Si tu n’habites pas en ville, tu vas soudainement proposer à tes amies de sortir à Montréal pour pouvoir prendre des photos avec la mention «Soirée avec mes #bff. So much fun». Inconsciemment, il se peut même que tu fasses des trucs qui l’auraient fait chier alors que vous étiez ensemble (des trucs que tu n’as peut-être même pas réellement envie de faire): aller prendre un café avec ce gars qu’il n’aimait pas et publier une image sur Instagram (t’as pas mis ton profil public pour rien), faire des selfies tout sourire pour quêter des «J’aime», commencer à t’entraîner, etc.

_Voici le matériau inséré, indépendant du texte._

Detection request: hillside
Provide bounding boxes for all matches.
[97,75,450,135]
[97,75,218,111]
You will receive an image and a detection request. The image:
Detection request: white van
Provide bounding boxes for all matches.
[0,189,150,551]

Tu te découvres soudainement un intérêt marqué pour la marche en forêt alors que tu soupirais toujours lorsqu’il te demandait de l’accompagner pour une balade. Le tout, pour lui donner l’impression que tu deviens la fille qu’il souhaitait tellement que tu sois lorsque vous étiez ensemble.
Vient ensuite le moment où tu t’inscris sur des sites comme Tinder. Tsé, t’es tellllllement passée à autre chose. Pourtant, t’espères vraiment ne pas tomber sur sa photo en swipant. Tu sais que ton cœur flancherait si tu voyais la photo que *tu* avais prise lors de votre dernier voyage et que cette photo était justement utilisée pour rencontrer… une autre fille que toi. Rencontrer des gens ne mène pas à grand-chose. Le vide que tu ressens en les voyant ne fait que t’asséner une claque de plus dans le visage : t’es pas passée à autre chose.
Toutes ces raisons expliquent pourquoi nous semblons croire que de surmonter une peine d’amour soit chose impossible, aujourd’hui. Bien que je ne sois pas fervente des «Avant c’était mieux», je dois concéder qu’avant, t’avais pas vraiment le choix de passer à autre chose, lorsque c’était terminé. Tu n’avais pas le (non) luxe de savoir que l’autre, s’il lisait ton message, faisait tout de même le choix de ne pas te répondre. Tu n’avais pas le petit «Vu à 13 :48». Un vu lancé à l’univers, sans réponse. Au mieux, t’avais une adresse courriel. Tu avais MSN. Tu pouvais alors t’imaginer qu’il avait changé d’adresse. Aujourd’hui, c’est carrément écrit à deux pouces de tes yeux : «Je fais le choix de t’ignorer». Pas facile.
Avant, le visage de la personne devenait un souvenir flou, pâli par le temps qui passait. Aujourd’hui, tu peux savoir de quoi elle a l’air en temps réel. Tu n’as qu’à taper son nom pour voir son visage apparaître. Tu sais ce qu’elle fait, où elle vit, dans quel programme elle étudie. Même si elle fait maintenant partie des meubles, elle fait aussi partie de la liste de personnes que tu stalk à l’occasion. Juste pour voir. Et c’est ce «juste pour voir» qui nous donne toujours le sentiment de vivre dans le passé. Si l’autre semble au même endroit, ça nous rassure. On se dit que nous, on est tellement rendues ailleurs. Mais si c’est lui qui est rendu ailleurs, c’est alors nous qui avons l’impression d’être restées coincées au même endroit (dans le passé).
On passe plus temps à vouloir que l’autre sache à quel point on est mieux sans lui, que de temps à travailler pour être réellement bien avec nous-mêmes.
*Le féminin a été utilisé pour alléger le texte, mais je sais pertinemment qu’autant d’hommes agissent de la même manière.